This is a character-driven novel with multiple points of view. We view events from the points of view of Mercedes, Erin, Shannon, and, eventually, Max. Max, the most sympathetic of all the characters, is largely ignored by both the narrator and the other characters during the middle part of the novel. Yet Max remains the heart of the story in more ways than one. His honesty and humor are a refreshing contrast to the self-deception and self-absorption of the other characters.
Max had never really fully kicked an ass. He was a pacifist or whatever you call it, and he was against Bush’s war like anyone else. He didn’t like violence in real life, only in his games and in movies. But it was important to know that he could kick an ass, rip somebody a new one, crush his fucking skull, if he wanted, if he was prone to that sort of thing, and he could take comfort in that and then hug a tree or something and move on.

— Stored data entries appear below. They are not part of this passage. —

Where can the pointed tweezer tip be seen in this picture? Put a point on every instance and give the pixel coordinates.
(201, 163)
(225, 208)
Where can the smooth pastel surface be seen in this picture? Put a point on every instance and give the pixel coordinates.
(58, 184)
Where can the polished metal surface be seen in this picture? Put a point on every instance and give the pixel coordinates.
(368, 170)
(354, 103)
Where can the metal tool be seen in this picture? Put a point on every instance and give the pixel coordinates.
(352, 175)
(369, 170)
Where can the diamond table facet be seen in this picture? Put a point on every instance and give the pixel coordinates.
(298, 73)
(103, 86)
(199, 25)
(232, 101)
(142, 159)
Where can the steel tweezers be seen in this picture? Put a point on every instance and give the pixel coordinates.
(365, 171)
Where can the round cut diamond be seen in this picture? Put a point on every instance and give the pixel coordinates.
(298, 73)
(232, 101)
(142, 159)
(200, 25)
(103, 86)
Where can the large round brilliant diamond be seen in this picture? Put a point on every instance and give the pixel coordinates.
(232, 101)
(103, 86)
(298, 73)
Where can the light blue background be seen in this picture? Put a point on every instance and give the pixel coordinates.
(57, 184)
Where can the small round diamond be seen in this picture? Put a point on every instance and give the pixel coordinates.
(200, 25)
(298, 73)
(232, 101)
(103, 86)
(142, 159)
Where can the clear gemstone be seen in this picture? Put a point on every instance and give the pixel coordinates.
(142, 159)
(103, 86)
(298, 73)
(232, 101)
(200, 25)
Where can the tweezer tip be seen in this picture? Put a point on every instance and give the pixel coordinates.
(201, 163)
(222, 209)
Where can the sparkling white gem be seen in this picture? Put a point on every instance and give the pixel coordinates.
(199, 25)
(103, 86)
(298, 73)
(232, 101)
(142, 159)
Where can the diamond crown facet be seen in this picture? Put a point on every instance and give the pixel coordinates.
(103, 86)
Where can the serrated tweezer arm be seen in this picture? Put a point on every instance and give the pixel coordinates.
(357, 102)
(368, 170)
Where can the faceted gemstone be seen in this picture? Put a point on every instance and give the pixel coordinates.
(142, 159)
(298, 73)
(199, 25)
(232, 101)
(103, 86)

The resemblance to Holden Caulfield is unavoidable, but Relkin creates a Max that is so much his own character that I was never tempted to roll my eyes and say, “Oh no, not another Holden.”
Relkin’s skill with characterization is evident in Erin as well. Relkin totally nails this bright teen trying to navigate a world that offers little opportunity for self-exploration while demanding self-expression.
Then she thought about thinking about death. She could have thought about it then, but she didn’t feel up to it, and anyway, Meghan was picking her up in ten.
Erin is a sensitive youth caught up in a culture too superficial to maintain existential despair for longer than it takes to merge onto the freeway. Each night she kisses her life-sized poster of Kurt Cobain and somehow feels that she has understood some deep anguish. Max, on the other hand, manages to see glimpses of hope and beauty even from his own, much darker, depths.
As Max sinks further into drug dependency, he tries to recall the feeling he had when he first connected with literature, when he discovered the poem “Stopping By Woods On A Snowy Evening,” but he cannot. “It had lost its meaning. The poetry was gone.” And this is, I suppose, the central line of the novel—a novel that is less a condemnation of a culture that can make even poetry superficial than a lament for the sensitive children who are trying to survive that culture.
Relkin has perhaps attempted a few too many literary tricks, and some seemed gimmicky, particularly the metafiction. One of the POV characters, Shannon, is telling the story to a friend—named Jess—who is writing a novel based on Mercedes and her family. Shannon feeds Jess information and details for her novel. I think The Nothing Place would have worked better without this conceit. “Jess” in the background didn’t really add anything to the story. The authorial intrusion seemed just that, intrusive, as well as pretentious. I was reminded of a comment by Flaubert: “An author in his book must be like God in the universe, present everywhere and visible nowhere.”
And Relkin’s presence is far more successful when it is not visible. She has a gift for language as well as for characterization, and manages multiple points of view and a complex time line with grace. She does a beautiful job of letting the language she uses present both character and setting while conveying the deeper themes of the novel, as she does in this passage describing snatches of conversation heard as young people are leaving a concert:
After the show, they walked past the chatter of the groups smoking and waiting for their friends. And she went—did I—she was—wasn’t he—she was like—so shit-faced—and then the dumbfuck—coming from Silver Lake—got the keys—in The Valley—and she was—Oh my god, oh my fucking God—and there was a unity to the broken pieces of speech, which swelled together into one great conversation, like when you flip through the channels late at night on TV, and the clips of talk on the separate channels blend into a single incomprehensible, mind-numbing communication.
In this context of this novel, that passage is a commentary on far more than the current teenage argot. Relkin manages an excellent characterization of our times as well as of her characters.
I was somewhat disappointed by the ending, probably because I had come to care for the characters so much that I wanted more resolution. I wanted more hope than the novel was able to provide. Throughout the story various characters comment on the fact that you can’t quote song lyrics in books, so I won’t quote “Eleanor Rigby” here. I’ll just say that in the end, really, no one was saved.